My wife and daughter love this show, but I found the second season much harder to take than the first—simply because it all gets very old, and very tiresome.
This season is split up into two installments, both available on January 8. “Dance Moms: Season 2, Vol. 1” features the first 12 episodes, while “Dance Moms: Season 2, Vol. 2 contains the final 13 episodes. Total runtime is 522 minutes for Vol. 1 and 564 minutes for Vol. 2, which are sold separately.
Video:
“Dance Moms” is presented in 1.78:1 anamorphic widescreen. For reality TV and its constantly moving camera the picture quality is quite good.

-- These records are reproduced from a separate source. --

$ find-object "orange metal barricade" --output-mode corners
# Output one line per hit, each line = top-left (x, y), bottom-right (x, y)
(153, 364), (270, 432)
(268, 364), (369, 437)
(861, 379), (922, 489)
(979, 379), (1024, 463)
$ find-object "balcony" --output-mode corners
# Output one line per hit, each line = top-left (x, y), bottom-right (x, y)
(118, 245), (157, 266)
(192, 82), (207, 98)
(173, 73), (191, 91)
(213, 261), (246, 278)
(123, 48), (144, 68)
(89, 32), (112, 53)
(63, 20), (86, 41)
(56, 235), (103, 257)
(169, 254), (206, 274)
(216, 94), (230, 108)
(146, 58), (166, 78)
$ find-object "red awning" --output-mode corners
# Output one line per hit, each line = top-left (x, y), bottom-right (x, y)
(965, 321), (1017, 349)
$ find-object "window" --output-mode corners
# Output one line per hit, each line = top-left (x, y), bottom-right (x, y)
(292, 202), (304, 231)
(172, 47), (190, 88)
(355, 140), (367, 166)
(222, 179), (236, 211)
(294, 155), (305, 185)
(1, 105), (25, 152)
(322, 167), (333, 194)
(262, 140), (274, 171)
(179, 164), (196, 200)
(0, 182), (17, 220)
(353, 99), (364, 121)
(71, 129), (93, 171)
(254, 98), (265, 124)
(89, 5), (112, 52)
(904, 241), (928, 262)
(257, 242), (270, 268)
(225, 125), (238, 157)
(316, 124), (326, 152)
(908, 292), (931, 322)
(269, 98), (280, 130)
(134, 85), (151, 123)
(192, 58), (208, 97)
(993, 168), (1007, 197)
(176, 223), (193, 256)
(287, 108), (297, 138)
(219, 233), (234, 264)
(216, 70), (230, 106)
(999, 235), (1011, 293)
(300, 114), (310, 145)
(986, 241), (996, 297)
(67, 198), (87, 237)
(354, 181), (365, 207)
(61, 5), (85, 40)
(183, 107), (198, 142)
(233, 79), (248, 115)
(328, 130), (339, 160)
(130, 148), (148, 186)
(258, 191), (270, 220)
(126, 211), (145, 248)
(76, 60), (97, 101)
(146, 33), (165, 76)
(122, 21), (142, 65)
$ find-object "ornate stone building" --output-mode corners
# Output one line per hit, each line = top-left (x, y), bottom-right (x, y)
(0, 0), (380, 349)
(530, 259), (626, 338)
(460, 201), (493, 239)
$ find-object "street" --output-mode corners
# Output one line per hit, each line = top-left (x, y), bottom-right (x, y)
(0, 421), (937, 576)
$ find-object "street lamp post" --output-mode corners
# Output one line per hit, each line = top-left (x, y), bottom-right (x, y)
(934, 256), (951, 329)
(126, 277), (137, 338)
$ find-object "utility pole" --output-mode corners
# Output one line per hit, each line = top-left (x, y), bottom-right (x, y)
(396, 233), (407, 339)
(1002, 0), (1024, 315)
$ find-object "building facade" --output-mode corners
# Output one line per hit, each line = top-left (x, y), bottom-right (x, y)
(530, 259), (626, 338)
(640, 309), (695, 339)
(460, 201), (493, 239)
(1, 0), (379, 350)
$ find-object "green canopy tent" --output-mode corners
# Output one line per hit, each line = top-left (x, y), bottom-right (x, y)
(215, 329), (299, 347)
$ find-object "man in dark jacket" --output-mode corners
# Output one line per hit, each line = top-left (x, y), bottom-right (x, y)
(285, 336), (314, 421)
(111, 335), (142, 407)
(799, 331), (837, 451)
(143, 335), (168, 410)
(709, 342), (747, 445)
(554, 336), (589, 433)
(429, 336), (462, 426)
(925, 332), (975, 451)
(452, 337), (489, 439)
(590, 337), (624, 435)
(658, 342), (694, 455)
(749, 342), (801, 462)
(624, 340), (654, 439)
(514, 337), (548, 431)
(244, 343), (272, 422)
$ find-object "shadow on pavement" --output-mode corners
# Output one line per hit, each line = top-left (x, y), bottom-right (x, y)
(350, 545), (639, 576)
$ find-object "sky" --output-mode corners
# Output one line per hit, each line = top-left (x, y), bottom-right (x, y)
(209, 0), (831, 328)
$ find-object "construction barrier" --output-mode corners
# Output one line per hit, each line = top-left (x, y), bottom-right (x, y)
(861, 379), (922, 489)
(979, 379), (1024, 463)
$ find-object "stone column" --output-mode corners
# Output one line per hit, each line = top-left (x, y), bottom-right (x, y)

There isn’t the soft focus look that can come from the cinematographer struggling to keep up with the action. Colors and black levels are just fine, and the stage performances are well captured.
Audio:
The audio, however, is an unimpressive English Dolby Digital 2.0 that’s as ordinary as can be, with no subtitles, so you don’t have the option of silencing some of the star’s rants and just reading what she has to say. Subtitles are in Spanish and English SDH.
Extras:
There are 14 mini-features on the first volume, the most interesting of which are house tours that each Dance Mom gives of their humble abodes. After watching them week after week it’s nice to see where and how they live, and it confirms what we suspected: the primacy of dance in their households. Also included on Volume 1 is an episode of “Abby’s Ultimate Dance Competition.”
Ten mini-features appear on the second volume, with the bonus features that most fans will gravitate toward being a reunion show aired in two parts. These have become standard issue for reality shows like the “Real Housewives” series, and a host tries to stir things up all over again by showing clips and then getting the women to comment. It’s really more of the same: defend, attack; attack, defend. And shout.
Bottom line:
Like too many reality shows, “Dance Moms” showcases bad behavior in such a way that it seems to justify or glorify pettiness and churlishness—yet another reflection of how far we’ve slipped on the sociability scale since shock jocks, Internet word-wars and anonymous rants have become a part of everyday life. I can’t stand the show’s surly “star” or the attitude that the tagline expresses—“If you want your daughter to be a star, you have to go through me.” Dance and dance competitions take a back seat to all the bickering and shouting. And that’s too bad. Even more than the first season, this one gets old fast—unless you actually LIKE reality-show bickering and backbiting.